Beim Hund hat sich diese Methode nicht bewährt. Aufgrund der bei Hunden nur unzureichend kontrollierbaren Belastung der Kniegelenke nach einer OP reißt der Bandersatz in vielen Fällen wieder.
Bandersatz, extrakapsulär (Ruby, Tightrope, Bandersatz nach Flo)
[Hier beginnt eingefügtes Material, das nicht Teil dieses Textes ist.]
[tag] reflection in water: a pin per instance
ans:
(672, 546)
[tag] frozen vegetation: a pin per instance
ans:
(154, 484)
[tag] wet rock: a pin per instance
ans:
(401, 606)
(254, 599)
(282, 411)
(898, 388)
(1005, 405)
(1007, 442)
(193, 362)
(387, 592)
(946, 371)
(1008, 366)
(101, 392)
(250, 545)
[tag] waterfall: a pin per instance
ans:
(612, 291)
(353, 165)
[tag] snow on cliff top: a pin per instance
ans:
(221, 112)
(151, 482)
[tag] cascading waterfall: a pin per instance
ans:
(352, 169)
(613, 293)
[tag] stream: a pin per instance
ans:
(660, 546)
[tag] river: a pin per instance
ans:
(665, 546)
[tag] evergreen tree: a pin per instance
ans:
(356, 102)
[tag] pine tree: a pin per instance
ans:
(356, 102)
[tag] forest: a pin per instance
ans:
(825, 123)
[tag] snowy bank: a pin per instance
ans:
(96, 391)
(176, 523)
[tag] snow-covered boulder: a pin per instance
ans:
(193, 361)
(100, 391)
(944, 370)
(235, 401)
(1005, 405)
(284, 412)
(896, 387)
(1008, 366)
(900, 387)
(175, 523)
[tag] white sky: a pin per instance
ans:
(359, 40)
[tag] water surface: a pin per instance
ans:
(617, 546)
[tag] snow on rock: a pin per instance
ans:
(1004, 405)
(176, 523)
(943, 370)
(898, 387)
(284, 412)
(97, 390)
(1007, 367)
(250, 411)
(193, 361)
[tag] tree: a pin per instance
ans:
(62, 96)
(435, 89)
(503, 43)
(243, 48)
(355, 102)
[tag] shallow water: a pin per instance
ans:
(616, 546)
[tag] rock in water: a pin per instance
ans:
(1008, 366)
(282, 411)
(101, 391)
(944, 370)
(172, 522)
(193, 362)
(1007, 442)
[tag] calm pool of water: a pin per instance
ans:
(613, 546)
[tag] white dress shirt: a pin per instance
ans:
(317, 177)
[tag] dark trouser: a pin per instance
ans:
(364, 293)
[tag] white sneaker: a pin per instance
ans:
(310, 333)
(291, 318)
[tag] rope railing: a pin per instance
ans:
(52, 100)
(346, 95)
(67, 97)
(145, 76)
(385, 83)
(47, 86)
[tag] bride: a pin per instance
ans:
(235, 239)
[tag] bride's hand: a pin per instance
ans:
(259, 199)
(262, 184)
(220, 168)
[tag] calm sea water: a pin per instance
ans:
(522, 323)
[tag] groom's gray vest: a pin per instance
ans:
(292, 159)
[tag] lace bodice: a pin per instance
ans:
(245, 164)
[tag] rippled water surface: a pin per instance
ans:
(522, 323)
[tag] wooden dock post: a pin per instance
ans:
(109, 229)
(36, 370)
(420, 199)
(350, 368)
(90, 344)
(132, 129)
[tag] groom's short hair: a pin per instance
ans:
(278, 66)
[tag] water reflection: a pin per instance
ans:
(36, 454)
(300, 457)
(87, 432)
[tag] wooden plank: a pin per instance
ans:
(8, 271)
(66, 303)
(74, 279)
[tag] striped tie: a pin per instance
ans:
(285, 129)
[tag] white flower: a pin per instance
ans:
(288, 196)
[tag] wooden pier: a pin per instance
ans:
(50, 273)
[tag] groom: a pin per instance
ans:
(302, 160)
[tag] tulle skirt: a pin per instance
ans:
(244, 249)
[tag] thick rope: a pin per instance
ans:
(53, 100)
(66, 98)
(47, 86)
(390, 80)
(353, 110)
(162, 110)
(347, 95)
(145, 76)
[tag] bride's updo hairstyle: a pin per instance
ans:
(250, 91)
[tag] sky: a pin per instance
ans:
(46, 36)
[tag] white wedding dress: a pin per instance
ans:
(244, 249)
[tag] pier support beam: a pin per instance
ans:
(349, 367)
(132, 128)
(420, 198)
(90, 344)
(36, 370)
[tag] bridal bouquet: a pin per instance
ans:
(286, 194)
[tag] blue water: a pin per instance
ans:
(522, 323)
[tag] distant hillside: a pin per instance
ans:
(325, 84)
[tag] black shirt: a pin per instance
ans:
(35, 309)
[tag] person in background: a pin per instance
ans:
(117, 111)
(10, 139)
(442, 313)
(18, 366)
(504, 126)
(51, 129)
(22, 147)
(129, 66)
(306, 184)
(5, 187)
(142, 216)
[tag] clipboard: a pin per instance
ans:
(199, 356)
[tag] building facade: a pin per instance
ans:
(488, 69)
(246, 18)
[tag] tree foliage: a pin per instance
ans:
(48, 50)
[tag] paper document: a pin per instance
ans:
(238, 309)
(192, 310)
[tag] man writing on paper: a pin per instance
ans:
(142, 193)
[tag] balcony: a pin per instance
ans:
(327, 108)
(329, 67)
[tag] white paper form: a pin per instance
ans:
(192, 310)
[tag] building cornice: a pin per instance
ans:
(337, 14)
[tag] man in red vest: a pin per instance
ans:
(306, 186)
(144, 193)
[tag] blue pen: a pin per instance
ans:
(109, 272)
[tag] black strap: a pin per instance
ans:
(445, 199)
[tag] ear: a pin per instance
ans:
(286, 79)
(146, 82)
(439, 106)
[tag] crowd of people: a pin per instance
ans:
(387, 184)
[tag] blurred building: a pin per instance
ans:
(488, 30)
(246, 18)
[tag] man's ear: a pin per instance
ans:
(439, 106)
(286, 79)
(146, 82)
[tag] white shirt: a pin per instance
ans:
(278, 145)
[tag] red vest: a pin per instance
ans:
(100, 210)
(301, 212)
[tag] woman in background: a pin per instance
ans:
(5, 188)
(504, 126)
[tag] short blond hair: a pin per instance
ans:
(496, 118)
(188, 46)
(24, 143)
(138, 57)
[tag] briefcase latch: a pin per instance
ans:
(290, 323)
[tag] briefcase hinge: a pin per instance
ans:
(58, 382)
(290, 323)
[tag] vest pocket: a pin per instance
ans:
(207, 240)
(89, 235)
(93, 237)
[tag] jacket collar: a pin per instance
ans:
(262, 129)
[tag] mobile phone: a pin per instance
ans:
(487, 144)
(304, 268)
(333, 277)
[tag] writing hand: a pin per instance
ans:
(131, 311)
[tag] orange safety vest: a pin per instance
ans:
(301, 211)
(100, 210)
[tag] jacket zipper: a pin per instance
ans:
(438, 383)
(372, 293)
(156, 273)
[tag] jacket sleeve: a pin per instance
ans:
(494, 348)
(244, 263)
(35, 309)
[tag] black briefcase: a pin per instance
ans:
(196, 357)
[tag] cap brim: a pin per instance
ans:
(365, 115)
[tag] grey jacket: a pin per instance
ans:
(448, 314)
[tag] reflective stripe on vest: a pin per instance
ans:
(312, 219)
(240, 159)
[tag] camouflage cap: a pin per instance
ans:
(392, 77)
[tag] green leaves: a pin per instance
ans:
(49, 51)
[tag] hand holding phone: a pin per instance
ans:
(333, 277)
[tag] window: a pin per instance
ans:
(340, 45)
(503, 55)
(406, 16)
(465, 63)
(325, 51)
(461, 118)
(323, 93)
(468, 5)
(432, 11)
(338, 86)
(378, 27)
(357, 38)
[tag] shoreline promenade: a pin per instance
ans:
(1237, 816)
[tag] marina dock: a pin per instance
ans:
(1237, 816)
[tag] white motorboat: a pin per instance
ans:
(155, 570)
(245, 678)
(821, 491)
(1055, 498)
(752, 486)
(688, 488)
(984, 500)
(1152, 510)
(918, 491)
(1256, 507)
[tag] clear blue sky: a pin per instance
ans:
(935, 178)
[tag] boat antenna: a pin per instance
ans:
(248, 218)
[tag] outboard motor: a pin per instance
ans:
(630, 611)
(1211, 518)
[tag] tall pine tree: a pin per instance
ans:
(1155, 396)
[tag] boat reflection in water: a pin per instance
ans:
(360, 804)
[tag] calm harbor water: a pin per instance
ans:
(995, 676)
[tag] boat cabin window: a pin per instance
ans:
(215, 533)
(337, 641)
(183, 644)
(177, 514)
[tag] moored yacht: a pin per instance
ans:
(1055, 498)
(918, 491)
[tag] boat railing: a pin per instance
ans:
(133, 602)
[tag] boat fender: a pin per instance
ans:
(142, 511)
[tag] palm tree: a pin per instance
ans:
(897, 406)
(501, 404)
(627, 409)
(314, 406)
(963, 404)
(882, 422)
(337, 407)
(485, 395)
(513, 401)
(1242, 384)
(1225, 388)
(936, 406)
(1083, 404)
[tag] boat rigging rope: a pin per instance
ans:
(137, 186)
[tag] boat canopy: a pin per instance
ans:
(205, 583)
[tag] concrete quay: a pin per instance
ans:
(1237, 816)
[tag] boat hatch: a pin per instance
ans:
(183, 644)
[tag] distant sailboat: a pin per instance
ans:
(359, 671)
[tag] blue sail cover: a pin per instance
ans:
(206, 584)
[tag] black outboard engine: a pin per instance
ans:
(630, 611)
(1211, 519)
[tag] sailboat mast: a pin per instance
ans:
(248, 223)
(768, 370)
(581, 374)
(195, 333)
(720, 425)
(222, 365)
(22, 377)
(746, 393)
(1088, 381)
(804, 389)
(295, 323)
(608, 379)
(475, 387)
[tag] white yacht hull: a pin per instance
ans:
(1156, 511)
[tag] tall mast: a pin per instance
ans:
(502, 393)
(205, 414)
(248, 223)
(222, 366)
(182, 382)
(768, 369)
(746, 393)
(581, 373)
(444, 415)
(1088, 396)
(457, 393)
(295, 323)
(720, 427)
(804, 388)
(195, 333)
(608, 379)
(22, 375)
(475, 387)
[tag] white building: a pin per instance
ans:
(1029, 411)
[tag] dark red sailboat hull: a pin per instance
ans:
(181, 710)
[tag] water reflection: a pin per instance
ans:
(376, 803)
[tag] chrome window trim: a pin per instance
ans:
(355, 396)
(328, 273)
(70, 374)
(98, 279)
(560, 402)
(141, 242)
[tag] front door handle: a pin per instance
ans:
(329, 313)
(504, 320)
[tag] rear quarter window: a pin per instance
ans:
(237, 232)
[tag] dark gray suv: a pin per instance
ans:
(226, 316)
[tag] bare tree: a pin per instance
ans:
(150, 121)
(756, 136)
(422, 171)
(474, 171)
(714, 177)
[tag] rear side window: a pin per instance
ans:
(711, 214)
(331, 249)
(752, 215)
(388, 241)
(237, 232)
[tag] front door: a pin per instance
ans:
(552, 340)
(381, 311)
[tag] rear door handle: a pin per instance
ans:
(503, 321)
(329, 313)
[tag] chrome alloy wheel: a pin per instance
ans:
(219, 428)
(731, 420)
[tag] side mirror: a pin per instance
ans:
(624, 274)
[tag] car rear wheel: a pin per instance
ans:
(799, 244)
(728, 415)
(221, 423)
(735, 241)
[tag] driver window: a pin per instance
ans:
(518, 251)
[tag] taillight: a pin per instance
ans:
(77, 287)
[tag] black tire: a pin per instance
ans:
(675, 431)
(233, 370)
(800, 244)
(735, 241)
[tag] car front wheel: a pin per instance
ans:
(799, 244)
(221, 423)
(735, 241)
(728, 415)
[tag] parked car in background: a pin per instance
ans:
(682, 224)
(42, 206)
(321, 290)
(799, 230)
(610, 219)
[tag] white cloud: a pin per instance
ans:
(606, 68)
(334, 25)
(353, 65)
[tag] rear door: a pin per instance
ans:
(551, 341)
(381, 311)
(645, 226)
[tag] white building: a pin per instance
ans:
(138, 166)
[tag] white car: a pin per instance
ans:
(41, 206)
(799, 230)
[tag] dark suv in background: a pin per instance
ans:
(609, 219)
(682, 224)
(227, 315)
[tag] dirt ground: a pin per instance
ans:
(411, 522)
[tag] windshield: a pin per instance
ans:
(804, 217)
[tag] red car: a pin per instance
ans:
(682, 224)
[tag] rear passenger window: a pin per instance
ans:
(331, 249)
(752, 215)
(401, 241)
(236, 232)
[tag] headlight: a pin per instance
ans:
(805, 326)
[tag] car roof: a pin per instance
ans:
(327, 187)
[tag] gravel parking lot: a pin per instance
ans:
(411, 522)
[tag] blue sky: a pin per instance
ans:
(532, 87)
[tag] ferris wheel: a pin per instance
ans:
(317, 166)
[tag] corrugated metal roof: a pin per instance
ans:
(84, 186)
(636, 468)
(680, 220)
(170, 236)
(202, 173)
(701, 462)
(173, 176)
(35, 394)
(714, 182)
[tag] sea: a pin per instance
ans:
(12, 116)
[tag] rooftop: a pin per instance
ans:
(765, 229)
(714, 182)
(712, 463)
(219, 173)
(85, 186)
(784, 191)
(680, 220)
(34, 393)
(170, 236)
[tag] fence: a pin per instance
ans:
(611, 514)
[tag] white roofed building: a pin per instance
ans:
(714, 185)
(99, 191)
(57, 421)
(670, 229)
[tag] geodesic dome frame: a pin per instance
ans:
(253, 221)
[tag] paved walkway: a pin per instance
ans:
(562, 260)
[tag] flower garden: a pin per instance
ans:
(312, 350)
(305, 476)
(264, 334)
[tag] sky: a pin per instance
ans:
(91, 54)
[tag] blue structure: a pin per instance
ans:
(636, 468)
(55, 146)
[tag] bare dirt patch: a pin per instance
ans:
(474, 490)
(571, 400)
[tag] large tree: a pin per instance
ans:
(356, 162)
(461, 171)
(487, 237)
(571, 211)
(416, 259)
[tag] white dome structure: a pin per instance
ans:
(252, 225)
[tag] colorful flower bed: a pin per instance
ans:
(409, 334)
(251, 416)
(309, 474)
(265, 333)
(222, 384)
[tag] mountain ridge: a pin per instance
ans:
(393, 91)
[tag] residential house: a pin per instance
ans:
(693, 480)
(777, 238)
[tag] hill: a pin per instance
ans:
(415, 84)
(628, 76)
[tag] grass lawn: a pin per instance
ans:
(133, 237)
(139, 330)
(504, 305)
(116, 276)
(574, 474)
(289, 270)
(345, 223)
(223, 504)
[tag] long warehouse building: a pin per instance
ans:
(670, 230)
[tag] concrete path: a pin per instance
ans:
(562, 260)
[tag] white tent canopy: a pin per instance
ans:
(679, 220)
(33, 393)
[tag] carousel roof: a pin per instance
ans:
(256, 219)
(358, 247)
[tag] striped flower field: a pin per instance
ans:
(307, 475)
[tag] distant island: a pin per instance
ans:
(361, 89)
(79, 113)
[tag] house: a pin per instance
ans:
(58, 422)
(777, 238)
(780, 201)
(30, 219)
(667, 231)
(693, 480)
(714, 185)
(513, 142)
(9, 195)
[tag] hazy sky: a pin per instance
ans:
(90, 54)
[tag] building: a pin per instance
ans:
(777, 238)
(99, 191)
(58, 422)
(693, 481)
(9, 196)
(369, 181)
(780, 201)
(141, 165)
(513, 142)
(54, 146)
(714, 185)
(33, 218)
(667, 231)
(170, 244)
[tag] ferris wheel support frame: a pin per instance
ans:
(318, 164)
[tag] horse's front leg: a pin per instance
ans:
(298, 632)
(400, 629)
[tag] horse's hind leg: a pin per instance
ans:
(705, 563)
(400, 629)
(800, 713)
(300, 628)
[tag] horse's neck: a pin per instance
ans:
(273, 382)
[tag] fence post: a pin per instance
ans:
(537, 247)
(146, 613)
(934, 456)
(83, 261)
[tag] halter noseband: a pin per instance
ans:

Der extrakapsuläre Bandersatz wird bei Kleintieren häufig verwendet. Hierbei wird ein Kunststoffband außerhalb des Gelenkes in der Verlaufsrichtung des vorderen Kreuzbandes angebracht. Die Art der Fixierung ist bei den jeweiligen OP-Methoden unterschiedlich. Dies kann mit Knochenankern im Oberschenkel und Schienbein (Ruby), mit Bohrlöchern im Oberschenkel und Schienbein (Tightrope) oder am Sesambein des Oberschenkels und mit Bohrloch am Schienbein (Flo) erfolgen.
Vorteile:
- Kürzere Narkose- und OP-Dauer
- Günstigerer Preis
Nachteile:
- Ersatzband kann genauso wie ein normales Kreuzband wieder reißen
- „Ausleiern“ (Osteolyse) der Knochenbohrlöcher bei der Tigthropemethode mit der Folge einer erneuten Instabilität
Der Grund für die Erfindung der TPLO war, dass die extrakapsulären Bandersatzmethoden bei großen Hunderassen nicht zu einem dauerhaften zuverlässigen Erfolg geführt haben.
Empfehlung zur OP-Methode
Nach derzeitigem Kenntnisstand ist die TPLO die Methode der Wahl bei einem Riss des vorderen Kreuzbandes.
Vorteil:
- Dauerhafte und zuverlässige Stabilisierung des Kniegelenks auch bei starker Belastung
Nachteil:
- Hoher Preis
Als Alternative kann bei Katzen oder kleineren Hunden eine extrakapsuläre Bandersatzmethode erwogen werden, wenn aus finanziellen Gründen eine TPLO nicht in Frage kommt.